O trucidamento do valoroso Che Guevara era um argumento imbatível A nossa juventude, estribada em imatura rebeldia comprometida com um formidável e indeclinável desafio sob o signo das liberdades era extremamente sedutor. Difícil era desconsiderar a real desigualdade do letal combate entre a repressão e os sinais claros de nosso infantilismo infestado de utopias e de adolescências mal resolvidas.

Tive um encontro com militantes da ALN de Marighela, no Rio em Abril de 69. Das nossas conversas advoguei a tese de que a luta armada, do foquismo, embora fosse corajosa era inconsequente. Poderia ter um final suicida. Sempre respeitei a grandeza e a coragem dos que estavam optando pelo combate armado cujos efeitos ocorriam à conta das investidas de uma minúscula guerrilha fundada na surpresa dos ataques.

A dimensão amorosa dos militantes pela luta não for o suficiente para evitar o sacrifício que se verificou pelas perdas de vidas de jovens valorosos e idealistas. Compreendendo todas as impossibilidades, e feitas às contas na minha rente percepção política, não hesitei em seguir o recado histórico e sábio do Lênin – “Um passo adiante, e Dois atrás”.

Na minha decisão ficou claro que os sentimentos dos meus interlocutores não foram além de determinados e imaturos desejos estavam impregnados de emocionalidade e utopias quanto às condições históricas objetivas de realizar um enfrentamento profundamente desigual contra a Ditadura.

Os que não saíram e, com enorme coragem, ficaram, e optaram por um supremo sacrifício foram imolados, violentados, e deram suas vidas por um combate desigual e letal. A estes, minha mais distinguida admiração e respeito e que lutaram por conquistas históricas que a vida não lhes concedeu.

A nós, ainda restam as tristes e sofridas lembranças das vidas perdidas no auge do ardor de suas juventudes. E, se quiserem um dia escrever sobre estes heróis, apenas, digam que entre a data de seus nascimentos e de suas mortes existiram todos os dias que foram dedicados ao Brasil movidos grandeza de seus espíritos infantis e libertários.

A imolação da vida nem sempre é sucedida de uma história vitoriosa. Entre nós, para sempre, ficará o sentimento, e as tristes lembranças de todos os que tiveram a ousadia de sacrificar prematuramente as suas vidas. O tempo em sua razão histórica demonstra que a extraordinária coragem e determinação dos que lutaram bravamente tiveram aniquiladas as suas juventudes.

Há meio século, fui atraído pelo espirito libertário das luzes de Paris, que me atiçou o desejo e o ímpeto de não mais viver o pesadelo da Ditadura.
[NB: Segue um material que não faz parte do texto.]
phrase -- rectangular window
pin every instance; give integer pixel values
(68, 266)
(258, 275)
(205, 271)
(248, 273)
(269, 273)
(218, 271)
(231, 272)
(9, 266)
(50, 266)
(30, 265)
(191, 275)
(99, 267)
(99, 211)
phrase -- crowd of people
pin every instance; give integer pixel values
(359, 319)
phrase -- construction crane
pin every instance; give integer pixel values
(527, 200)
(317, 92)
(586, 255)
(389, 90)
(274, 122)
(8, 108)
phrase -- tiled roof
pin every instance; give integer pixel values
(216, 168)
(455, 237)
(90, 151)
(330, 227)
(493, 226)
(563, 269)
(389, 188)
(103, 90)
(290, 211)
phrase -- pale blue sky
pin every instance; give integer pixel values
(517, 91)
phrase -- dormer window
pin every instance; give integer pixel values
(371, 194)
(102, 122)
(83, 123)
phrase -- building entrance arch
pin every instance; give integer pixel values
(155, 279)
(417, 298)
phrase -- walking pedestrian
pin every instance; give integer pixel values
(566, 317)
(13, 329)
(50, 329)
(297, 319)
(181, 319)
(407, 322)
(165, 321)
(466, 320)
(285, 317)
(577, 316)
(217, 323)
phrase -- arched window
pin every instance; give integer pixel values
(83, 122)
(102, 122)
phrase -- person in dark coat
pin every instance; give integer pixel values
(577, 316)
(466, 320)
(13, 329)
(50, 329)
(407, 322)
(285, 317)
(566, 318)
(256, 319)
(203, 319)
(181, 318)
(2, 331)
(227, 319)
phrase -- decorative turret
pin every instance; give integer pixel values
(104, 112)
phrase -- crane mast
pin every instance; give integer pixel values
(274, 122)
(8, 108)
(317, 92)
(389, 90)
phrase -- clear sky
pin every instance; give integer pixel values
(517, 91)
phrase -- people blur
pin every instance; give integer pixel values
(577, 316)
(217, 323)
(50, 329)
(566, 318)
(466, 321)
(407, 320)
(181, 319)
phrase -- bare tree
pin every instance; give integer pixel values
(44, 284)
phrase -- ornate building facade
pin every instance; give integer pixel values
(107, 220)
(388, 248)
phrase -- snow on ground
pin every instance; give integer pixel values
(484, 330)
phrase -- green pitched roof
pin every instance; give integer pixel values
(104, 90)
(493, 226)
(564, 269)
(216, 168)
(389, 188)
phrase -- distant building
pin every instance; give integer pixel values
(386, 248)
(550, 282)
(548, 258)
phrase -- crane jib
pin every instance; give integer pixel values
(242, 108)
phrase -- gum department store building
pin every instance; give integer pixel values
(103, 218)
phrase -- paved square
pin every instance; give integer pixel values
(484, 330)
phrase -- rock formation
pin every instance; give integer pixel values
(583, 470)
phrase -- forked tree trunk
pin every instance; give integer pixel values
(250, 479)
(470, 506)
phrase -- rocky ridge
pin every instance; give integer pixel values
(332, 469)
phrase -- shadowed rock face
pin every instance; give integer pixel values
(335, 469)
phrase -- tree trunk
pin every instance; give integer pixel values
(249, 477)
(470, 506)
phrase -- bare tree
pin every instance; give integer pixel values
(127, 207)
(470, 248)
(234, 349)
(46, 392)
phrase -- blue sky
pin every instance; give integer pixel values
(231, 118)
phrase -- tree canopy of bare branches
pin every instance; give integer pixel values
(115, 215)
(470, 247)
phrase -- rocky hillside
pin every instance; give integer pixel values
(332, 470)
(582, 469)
Foi uma estranha e prudente decisão que, talvez tenha me patrocinado uma sobrevida, passando apenas a viver uma precipitada existência, e durante certo tempo uma inconformada dialética do sofrimento. Confesso que sofri, vivi uma via crucias e que não errei, ao declinar da minha possibilidade de enveredar num enfrentamento de um combate tão brutal e violento.

Ao assumir o meu gesto de partir, e ainda até hoje sou convicto de que foi como um duro e necessário recuo. Lágrimas derramei-as, há mais meio século atrás e me lembro de quando essas embaçavam o meu olhar. Derramei-as sentindo a desolação e a traumática dor da distância. dias, meses, anos de torturas e sofrimentos psicológicas, que vinham e me assolavam todo tempo.

Ainda ontem, vivi, em terras estranhas sem mãos e ombros para me segurar num salto dado no escuro. Deslizava num despenhadeiro em queda livre sem amparo que me amortecesse. Apenas despencava, com a certeza de que do chão não passaria.

Ave, Brasil! Os que morreram lutando pela Liberdade um dia te saudaram.